The most common aluminum alloy used as structural aluminum is 6061-T6, which is an alloy in which aluminum, manganese and silicone are the major elements.
Although structural aluminum is more costly than other metals, it has a much quicker manufacturing process and low cost of labor. Benefits of structural aluminum include that it is clean and an aesthetically-pleasing material without the addition of painting or other methods of further finishing.
Structural aluminum is commonly used in the marine, automotive, engineering and construction industries to produce machine bases, building structural framing, cryogenic vessels, piping, bridges and industrial machinery.
In addition, structural aluminum can be formed into many different shapes, including castings, forgings, wire, rod, bar and flat rolled sheets (thinner than .25 inches) or plates (thicker than .25 inches).
Extruded aluminum is stronger and more durable than other kinds of aluminum because of the way in which it has been machined. The extrusion process entails forcing round aluminum stock called “billets” by means of a ram through a die.
A die is a hollow profile that shapes the aluminum into a specific extruded shape as the billet is squeezed through. In addition to the extrusion process, structural aluminum is also put through cold working and heat treatments after forming to increase these properties. Aluminum may be cold rolled, drawn, straightened or flattened, all of which are done at or around room temperature.
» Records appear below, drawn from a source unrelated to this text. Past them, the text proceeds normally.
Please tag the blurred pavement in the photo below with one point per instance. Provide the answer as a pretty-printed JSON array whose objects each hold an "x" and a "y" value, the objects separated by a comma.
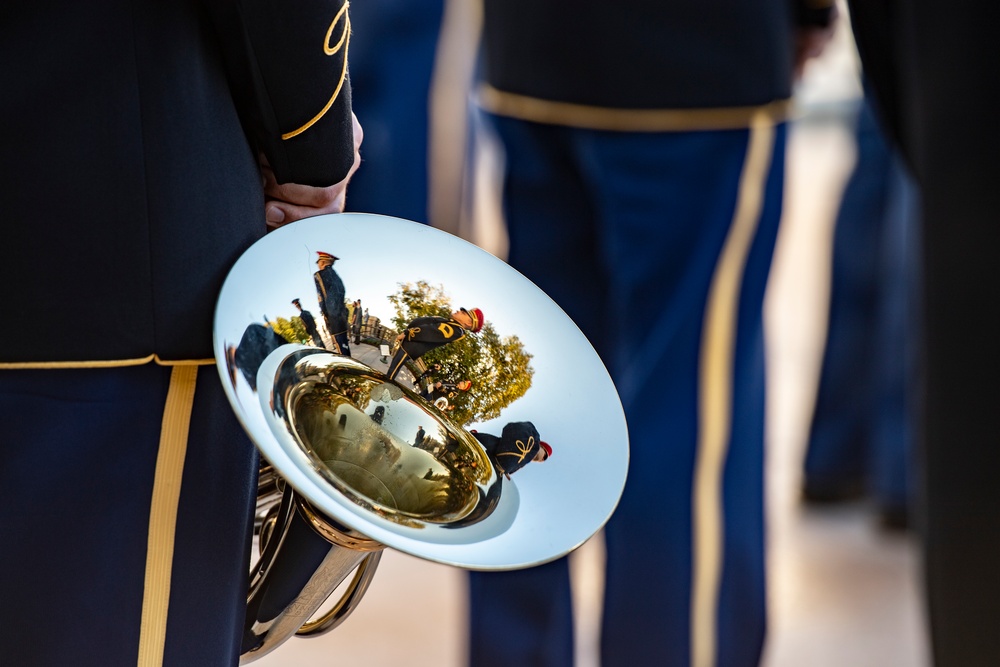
[{"x": 842, "y": 593}]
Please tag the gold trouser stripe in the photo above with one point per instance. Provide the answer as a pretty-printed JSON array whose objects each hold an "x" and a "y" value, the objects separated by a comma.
[
  {"x": 583, "y": 116},
  {"x": 163, "y": 514},
  {"x": 102, "y": 363},
  {"x": 716, "y": 393}
]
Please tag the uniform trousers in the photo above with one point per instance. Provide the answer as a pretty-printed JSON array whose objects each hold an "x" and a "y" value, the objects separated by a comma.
[
  {"x": 95, "y": 570},
  {"x": 658, "y": 245}
]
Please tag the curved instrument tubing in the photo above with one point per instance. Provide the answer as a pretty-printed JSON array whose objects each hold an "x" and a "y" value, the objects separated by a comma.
[{"x": 440, "y": 452}]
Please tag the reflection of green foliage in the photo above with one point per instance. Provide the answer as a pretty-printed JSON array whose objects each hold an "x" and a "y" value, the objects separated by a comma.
[
  {"x": 498, "y": 366},
  {"x": 291, "y": 330}
]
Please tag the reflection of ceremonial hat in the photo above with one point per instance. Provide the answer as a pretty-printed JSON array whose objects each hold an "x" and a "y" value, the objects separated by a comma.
[
  {"x": 327, "y": 256},
  {"x": 477, "y": 319}
]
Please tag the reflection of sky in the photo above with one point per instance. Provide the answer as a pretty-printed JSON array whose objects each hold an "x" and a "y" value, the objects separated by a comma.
[
  {"x": 571, "y": 401},
  {"x": 374, "y": 258}
]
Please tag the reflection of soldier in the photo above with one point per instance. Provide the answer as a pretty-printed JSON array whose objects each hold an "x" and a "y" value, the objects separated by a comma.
[
  {"x": 517, "y": 446},
  {"x": 309, "y": 322},
  {"x": 427, "y": 333},
  {"x": 356, "y": 322},
  {"x": 330, "y": 292},
  {"x": 447, "y": 390},
  {"x": 258, "y": 341}
]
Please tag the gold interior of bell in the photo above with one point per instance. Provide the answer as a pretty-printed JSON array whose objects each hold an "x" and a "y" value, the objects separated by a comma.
[{"x": 361, "y": 434}]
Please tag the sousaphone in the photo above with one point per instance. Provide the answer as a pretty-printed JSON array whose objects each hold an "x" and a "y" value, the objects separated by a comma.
[{"x": 389, "y": 429}]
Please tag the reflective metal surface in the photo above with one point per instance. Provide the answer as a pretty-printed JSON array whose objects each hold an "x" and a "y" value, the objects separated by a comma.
[
  {"x": 388, "y": 444},
  {"x": 359, "y": 431}
]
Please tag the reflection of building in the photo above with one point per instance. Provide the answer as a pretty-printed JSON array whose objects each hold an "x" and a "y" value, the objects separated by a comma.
[{"x": 374, "y": 328}]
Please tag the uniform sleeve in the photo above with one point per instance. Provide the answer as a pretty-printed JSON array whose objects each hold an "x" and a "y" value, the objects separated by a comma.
[{"x": 287, "y": 65}]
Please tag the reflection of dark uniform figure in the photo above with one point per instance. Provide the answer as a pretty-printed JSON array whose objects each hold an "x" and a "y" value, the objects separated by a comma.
[
  {"x": 423, "y": 335},
  {"x": 517, "y": 446},
  {"x": 258, "y": 341},
  {"x": 309, "y": 322},
  {"x": 165, "y": 96},
  {"x": 331, "y": 292},
  {"x": 446, "y": 390},
  {"x": 356, "y": 323}
]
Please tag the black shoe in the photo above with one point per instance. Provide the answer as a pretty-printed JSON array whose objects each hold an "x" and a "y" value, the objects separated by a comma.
[
  {"x": 894, "y": 519},
  {"x": 814, "y": 493}
]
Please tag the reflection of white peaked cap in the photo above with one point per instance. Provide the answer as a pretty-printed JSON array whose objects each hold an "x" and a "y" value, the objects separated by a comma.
[{"x": 326, "y": 256}]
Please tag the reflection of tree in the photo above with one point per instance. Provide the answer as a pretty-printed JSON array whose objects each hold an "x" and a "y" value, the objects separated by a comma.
[
  {"x": 499, "y": 367},
  {"x": 293, "y": 330}
]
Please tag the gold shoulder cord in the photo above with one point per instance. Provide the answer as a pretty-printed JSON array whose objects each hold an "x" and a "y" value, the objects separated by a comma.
[
  {"x": 344, "y": 42},
  {"x": 163, "y": 514}
]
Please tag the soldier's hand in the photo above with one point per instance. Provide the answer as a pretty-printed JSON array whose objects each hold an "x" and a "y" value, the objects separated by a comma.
[{"x": 289, "y": 202}]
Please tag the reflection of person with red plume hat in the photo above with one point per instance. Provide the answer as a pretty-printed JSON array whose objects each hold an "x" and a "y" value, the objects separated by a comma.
[{"x": 517, "y": 446}]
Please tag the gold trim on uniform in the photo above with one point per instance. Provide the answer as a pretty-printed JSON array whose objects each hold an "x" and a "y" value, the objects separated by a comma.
[
  {"x": 583, "y": 116},
  {"x": 715, "y": 393},
  {"x": 163, "y": 514},
  {"x": 343, "y": 43},
  {"x": 102, "y": 363}
]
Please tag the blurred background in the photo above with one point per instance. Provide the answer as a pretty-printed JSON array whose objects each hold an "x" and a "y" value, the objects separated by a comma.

When cold-worked, a negative is that aluminum will often lose some of its ductility in the process. All of these processes change the internal grain characteristics and increases tensile strength, yield strength and hardness. To obtain the desired strength, structural aluminum is heated at a high temperature for a certain amount of time, then quickly cooled by quenching, which is immersing the metal in cool water.
Age hardening also increases aluminum’s properties. In this process, the metal is slowly heated and kept at that temperature for a long period of time, strengthening the aluminum’s grain.